The Still Point of the Turning World

The Still Point of the Turning World April 4, 2015

The first time I went to a Catholic church on Good Friday, to celebrate the liturgy of the Lord’s passion, I was confused by the empty holy water font, the darkness, and the absence of the Mass. The next year, when I went again as a Catholic, I was unnerved by it all. “But where is He?” I whispered urgently to the Ogre. “Where is Christ, right now? If He is always here, where is He now?”

I’ve always been fascinated by the idea of time in the Mass. It’s called the Holy Sacrifice of the Mass, not the Remebrance of the Holy Sacrifice. It’s the same sacrifice as the sacrifice of the Cross. It’s like the Crucifixion happened once, and never stopped happening. It happened two thousand years ago and it happened last week, and it will keep happening, again and again until the end of time.

Except not today. Today, there is silence and the world is still.

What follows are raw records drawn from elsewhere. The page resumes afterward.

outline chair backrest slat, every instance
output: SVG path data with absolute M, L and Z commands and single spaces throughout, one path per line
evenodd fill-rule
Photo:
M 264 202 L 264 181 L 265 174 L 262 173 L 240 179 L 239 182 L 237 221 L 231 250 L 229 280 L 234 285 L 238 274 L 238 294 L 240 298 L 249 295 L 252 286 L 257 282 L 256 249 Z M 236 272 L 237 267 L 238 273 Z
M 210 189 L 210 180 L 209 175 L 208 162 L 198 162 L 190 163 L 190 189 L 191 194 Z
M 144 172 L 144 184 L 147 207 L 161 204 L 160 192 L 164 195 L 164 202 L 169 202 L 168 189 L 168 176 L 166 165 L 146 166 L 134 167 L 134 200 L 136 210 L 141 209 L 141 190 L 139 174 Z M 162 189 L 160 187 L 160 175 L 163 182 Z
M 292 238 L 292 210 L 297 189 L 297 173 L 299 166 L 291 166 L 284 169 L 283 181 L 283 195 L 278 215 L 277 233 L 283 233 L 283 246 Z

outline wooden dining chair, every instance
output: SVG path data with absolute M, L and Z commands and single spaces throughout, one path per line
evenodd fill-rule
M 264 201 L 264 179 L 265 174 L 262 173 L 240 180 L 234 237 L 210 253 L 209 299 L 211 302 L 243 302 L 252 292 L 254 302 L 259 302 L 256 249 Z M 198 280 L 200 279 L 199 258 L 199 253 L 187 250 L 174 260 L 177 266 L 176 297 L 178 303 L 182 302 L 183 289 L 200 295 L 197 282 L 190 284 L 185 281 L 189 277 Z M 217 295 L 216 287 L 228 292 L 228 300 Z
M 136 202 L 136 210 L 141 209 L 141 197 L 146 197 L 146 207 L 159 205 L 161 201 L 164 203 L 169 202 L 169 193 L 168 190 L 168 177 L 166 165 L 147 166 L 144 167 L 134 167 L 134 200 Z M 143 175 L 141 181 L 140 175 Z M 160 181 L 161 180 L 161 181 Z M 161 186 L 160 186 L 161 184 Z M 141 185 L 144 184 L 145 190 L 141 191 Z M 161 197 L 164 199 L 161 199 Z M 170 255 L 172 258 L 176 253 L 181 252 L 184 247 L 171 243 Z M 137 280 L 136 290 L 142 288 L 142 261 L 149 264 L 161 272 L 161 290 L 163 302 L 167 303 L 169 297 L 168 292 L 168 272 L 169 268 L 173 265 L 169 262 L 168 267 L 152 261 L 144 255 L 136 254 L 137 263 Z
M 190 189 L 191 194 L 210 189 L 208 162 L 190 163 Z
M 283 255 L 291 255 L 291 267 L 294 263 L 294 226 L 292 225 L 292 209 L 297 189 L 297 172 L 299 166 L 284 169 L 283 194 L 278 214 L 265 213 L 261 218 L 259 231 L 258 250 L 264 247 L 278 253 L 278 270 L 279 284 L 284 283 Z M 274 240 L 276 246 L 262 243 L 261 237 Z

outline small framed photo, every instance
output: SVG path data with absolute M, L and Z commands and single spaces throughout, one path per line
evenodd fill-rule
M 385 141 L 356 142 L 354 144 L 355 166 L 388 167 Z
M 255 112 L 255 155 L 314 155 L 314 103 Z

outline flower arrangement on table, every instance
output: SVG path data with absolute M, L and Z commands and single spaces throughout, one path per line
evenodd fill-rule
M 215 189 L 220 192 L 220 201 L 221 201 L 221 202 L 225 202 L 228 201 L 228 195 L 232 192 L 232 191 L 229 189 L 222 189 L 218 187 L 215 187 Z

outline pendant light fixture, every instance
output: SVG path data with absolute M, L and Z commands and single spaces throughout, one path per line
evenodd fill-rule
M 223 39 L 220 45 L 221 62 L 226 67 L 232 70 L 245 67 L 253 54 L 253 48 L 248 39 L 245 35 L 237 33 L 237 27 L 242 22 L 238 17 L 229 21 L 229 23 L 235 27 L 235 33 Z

Last night as I left the church, I felt that same sort of unsettled emptiness that I did eight years ago. The candles were gone, the water was gone, the altar was bare, and Christ was not there.  He is in His tomb today, and in Hell, and here on earth time is still as we wait for His return.

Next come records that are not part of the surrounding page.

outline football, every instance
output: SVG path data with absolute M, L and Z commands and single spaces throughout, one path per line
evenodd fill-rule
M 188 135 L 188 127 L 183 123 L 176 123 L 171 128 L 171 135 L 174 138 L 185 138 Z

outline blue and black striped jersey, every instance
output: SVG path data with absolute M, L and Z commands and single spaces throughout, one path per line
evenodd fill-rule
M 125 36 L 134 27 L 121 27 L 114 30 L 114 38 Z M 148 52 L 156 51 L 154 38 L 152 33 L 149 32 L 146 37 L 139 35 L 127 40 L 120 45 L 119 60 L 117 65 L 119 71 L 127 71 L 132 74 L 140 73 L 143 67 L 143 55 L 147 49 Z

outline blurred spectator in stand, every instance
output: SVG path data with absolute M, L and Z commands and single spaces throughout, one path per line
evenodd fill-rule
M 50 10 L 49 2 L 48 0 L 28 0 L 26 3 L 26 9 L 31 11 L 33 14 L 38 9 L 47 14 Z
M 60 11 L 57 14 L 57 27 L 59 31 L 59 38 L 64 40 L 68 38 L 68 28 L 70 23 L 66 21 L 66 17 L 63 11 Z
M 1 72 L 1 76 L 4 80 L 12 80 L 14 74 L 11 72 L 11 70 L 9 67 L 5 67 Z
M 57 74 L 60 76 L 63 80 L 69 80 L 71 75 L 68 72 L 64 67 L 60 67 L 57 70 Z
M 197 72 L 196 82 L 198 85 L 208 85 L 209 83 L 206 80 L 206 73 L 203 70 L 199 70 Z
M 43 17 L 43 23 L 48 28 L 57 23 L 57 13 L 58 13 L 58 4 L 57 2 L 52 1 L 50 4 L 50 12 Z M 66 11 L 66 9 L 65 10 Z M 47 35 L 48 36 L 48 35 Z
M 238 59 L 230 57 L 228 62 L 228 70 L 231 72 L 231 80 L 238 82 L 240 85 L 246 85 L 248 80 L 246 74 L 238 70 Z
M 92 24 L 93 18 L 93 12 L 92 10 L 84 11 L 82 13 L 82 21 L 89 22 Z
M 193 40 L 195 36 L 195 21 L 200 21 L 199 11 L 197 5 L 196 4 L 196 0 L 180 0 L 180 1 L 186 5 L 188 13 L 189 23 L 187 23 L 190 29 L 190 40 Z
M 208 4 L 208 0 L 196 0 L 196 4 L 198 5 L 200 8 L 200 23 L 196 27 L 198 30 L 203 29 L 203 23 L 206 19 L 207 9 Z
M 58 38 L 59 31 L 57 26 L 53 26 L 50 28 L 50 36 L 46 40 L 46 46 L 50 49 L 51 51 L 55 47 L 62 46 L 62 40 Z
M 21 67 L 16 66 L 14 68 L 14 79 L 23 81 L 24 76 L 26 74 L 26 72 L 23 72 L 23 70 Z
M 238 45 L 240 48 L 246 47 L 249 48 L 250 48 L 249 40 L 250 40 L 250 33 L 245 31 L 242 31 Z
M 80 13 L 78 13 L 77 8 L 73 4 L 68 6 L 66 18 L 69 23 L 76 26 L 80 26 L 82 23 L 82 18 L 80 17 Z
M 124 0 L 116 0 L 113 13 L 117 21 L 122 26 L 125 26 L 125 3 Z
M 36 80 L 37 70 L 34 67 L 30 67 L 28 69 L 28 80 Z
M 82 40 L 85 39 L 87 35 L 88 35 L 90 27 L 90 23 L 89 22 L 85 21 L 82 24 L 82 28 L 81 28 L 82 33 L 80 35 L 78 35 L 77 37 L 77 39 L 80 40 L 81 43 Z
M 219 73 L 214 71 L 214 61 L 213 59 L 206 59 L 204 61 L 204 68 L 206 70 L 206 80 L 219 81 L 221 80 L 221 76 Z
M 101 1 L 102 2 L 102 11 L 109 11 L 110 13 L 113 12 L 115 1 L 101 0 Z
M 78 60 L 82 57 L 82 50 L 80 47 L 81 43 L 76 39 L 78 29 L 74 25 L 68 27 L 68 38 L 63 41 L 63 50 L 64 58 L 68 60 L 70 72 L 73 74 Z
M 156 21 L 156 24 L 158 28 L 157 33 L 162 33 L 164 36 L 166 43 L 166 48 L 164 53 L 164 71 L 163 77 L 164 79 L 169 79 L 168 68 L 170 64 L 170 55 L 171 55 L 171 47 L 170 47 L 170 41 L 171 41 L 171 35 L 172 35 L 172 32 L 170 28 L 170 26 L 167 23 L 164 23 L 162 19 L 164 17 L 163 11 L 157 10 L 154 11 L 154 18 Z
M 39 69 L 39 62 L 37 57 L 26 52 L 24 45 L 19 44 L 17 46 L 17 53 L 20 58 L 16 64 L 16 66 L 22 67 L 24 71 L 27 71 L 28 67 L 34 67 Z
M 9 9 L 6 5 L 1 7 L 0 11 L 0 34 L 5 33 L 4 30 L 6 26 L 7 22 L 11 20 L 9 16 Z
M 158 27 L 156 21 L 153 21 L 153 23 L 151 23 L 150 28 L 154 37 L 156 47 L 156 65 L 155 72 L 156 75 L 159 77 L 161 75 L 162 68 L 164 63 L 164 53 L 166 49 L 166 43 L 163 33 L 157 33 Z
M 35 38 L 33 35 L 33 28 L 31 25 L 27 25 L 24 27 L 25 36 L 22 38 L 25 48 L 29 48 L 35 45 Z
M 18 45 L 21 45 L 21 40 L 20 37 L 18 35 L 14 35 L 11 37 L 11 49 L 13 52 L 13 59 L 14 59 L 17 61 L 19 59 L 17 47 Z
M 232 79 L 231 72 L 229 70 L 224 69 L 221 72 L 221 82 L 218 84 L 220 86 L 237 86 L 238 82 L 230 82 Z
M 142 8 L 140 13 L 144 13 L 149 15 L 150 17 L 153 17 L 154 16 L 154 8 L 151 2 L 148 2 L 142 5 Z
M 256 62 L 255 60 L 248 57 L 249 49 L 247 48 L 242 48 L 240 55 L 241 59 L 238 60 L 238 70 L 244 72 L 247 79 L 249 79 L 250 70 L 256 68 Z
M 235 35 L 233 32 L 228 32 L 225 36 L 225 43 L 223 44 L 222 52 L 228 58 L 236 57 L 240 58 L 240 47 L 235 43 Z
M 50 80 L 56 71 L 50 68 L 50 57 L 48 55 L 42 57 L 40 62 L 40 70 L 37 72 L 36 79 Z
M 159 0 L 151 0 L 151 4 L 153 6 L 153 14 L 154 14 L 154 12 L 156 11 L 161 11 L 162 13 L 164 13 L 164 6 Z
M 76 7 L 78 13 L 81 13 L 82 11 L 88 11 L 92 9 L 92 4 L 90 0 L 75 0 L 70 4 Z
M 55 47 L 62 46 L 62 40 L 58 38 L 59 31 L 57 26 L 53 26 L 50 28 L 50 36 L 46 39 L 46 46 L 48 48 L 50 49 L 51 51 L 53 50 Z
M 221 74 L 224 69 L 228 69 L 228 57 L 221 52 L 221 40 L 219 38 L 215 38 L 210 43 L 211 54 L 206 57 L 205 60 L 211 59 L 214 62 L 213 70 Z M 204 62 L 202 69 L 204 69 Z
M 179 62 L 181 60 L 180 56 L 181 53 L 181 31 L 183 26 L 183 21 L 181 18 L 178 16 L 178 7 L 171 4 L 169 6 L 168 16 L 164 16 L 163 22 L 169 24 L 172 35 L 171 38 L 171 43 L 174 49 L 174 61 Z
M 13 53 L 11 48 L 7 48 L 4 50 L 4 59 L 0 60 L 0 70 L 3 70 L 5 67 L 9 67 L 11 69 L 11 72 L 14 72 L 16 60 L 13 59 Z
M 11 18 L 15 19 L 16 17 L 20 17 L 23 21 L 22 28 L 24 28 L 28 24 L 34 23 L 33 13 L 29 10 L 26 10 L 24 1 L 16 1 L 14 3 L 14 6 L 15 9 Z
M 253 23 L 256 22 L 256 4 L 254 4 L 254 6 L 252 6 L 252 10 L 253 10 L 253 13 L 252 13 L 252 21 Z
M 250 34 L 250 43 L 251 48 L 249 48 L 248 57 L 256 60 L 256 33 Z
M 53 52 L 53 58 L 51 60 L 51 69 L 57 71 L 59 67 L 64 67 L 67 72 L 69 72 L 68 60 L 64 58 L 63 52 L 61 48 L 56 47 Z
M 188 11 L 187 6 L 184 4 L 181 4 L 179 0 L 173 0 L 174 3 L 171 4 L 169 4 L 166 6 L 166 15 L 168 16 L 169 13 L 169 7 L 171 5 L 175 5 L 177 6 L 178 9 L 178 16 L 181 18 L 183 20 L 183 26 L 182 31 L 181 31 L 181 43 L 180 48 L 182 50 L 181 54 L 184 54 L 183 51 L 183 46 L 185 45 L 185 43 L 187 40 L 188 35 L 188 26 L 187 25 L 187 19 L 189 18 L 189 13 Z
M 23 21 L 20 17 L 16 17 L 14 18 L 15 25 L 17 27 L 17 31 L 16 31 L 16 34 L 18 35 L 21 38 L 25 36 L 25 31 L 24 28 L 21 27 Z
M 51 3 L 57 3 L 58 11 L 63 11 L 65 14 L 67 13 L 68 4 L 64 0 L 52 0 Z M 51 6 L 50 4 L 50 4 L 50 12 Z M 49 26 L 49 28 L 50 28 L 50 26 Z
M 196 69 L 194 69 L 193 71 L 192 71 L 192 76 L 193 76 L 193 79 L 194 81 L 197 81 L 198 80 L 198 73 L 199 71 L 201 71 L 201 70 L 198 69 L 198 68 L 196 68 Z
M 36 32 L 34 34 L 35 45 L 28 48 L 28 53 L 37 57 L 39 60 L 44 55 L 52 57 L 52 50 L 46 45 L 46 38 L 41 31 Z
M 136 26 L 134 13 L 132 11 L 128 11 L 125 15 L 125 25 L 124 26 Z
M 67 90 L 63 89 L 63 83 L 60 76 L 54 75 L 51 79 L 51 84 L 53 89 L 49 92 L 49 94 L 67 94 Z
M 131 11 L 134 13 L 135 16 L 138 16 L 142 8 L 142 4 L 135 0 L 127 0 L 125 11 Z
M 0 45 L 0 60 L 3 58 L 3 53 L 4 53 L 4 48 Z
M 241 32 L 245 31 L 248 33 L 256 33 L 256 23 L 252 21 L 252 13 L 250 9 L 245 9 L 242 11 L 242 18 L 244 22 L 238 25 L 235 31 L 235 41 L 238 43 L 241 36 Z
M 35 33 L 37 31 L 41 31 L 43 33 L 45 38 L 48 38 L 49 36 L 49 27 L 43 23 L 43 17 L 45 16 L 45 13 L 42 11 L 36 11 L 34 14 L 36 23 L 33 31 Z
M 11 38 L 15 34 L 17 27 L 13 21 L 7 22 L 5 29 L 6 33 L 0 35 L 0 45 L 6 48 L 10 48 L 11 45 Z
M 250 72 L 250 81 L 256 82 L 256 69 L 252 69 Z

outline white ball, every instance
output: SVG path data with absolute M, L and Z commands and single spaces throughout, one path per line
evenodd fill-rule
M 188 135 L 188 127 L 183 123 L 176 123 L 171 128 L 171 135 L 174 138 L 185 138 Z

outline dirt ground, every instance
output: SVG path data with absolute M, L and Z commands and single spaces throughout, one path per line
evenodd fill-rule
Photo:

Hans_Holbein-_The_Body_of_the_Dead_Christ_in_the_Tomb

Yet the enchainment of past and future
Woven in the weakness of the changing body,
Protects mankind from heaven and damnation
Which flesh cannot endure.

Time past and time future
Allow but a little consciousness.
To be conscious is not to be in time
But only in time can the moment in the rose-garden,
The moment in the arbour where the rain beat,
The moment in the draughty church at smokefall
Be remembered; involved with past and future.
Only through time time is conquered.

TS Eliot, from Burnt Norton

 

 

 

(Apologies for the screwy formatting in the Burnt Norton excerpt — I tried to fix it a few times but couldn’t spend any more time on it when I should be making spanakopita. It’s really bugging me too, though, so don’t feel alone in your lit-geekery.)